Users look for buckets and balls based on specific ball requirements. For example, a user may ask which buckets contain a golf ball
, a red ball
and red soccer ball
? In this example, a bucket with a golf ball and a single red soccer ball but no other red balls does not satisfy the query (we need at least one other red ball; two red soccer balls would do it. In other words, one ball can't simultaneously satisfy multiple parts of the query). So the query would look something like this:
[{
ball_type: "golf"
},{
color: "red"
},{
color: "red",
ball_type: "soccer"
}]
The application returns both bucket ids
and the ball ids
that satisfy the requirements within each bucket (preferably in a way that associates the matching ball id with the query it matches on). For example, a possible return would look like this:
[{
bucket_id: 1,
ball_ids: [{
query: “golf ball”,
ball_id: 1,
},{
query: “red ball”,
ball_id: 6,
},{
query: “red soccer ball”,
ball_id: 14,
}]
},
... other matches ...
]
But this would do just as well:
bucket_id: 1,
ball_ids: {
query0_ball_id: 1,
query1_ball_id: 6,
query2_ball_id: 14
}
To be clear, I have tried a number of solutions to this problem and have been benchmarking different options. I’m asking this question because I’m hoping that there are more solutions or optimizations that I’m not aware of (I have already indexed the table columns but I’m open to ideas for better indices).

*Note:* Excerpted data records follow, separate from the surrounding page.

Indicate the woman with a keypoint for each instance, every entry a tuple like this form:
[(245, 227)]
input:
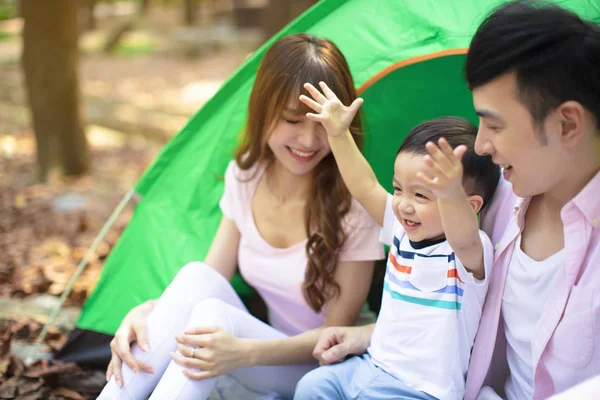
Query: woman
[(297, 235)]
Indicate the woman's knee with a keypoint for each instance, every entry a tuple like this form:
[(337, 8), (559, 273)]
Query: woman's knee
[(212, 312), (195, 271)]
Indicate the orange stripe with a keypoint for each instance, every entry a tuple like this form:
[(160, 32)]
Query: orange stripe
[(410, 61), (400, 268), (452, 273)]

My current solution is to use a table that looks like this:
ball_id | ball_type | color | weight | is_inflated | bucket_id
--------------------------------------------------------------
0 | cricket | red | 157 | NULL | 1
1 | golf | green | 45.93 | NULL | 1
[etc.]
Queries then rely on self inner joins (FROM balls as b0 INNER JOIN balls as b1
) where b0.bucket_id = b1.bucket_id
. Something like:
SELECT
b0.bucket_id AS bucket_id,
b0.ball_id AS ball_0,
b1.ball_id AS ball_1,
b2.ball_id AS ball_2
FROM balls AS b0
INNER JOIN balls AS b1 ON
b0.bucket_id = b1.bucket_id
INNER JOIN balls AS b2 ON
b0.bucket_id = b2.bucket_id
WHERE
-- each ball must be unique
b0.ball_id != b1.ball_id AND b0.ball_id != b2.ball_id AND b1.ball_id != b2.ball_id
-- match balls to requirements
AND
b0.ball_type = 'golf'
AND
b1.color = 'red'
AND
b2.color = 'red' AND b2.ball_type = 'soccer'
This is pretty performant when I’m only looking for buckets that have two types of balls in them. It’s also fine when I look for multiple balls that are rare overall.

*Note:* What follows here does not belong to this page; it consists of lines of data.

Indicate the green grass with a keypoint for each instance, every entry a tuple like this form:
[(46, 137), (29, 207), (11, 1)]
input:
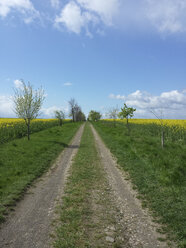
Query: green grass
[(22, 161), (75, 207), (159, 174), (86, 207)]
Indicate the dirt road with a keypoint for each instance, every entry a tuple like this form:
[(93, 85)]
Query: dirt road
[(136, 222), (30, 225)]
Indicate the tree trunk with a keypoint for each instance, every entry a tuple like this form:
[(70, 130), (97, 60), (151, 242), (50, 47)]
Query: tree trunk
[(28, 130), (128, 126), (162, 138)]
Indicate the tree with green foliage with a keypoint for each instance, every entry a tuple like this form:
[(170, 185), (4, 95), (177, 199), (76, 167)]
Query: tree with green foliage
[(126, 113), (94, 115), (60, 115), (28, 103)]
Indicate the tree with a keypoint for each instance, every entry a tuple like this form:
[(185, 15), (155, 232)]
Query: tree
[(72, 104), (60, 115), (75, 111), (160, 118), (94, 115), (113, 114), (28, 103), (126, 113)]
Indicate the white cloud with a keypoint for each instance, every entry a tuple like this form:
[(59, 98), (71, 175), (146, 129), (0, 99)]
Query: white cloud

The problem is that when I search for three balls that all occur 10,000 times, the joins become incredibly expensive even if the result is only 30 buckets. So queries that I want running under 100ms take more than 5000ms (and obviously adding just one more common ball to the query will multiply the problem). Note: the most expensive part of my (postgres) query appears to be a “Parallel Bitmap Heap Scan” the meaning of which I do not yet adequately understand.
How can I optimize my current solution? (or is there some other thing I should really switch to that is designed for this problem).
I’m open to alternative data structures but I think that makes this question too open. I want to stick with my postgres db and the structure I’m describing above unless it's a terrible idea for some reason because: (1) it makes it easier conceptually for other devs to enter into this project, (2) it requires less time from me to learn the underlying tech (this stuff is only a hobby).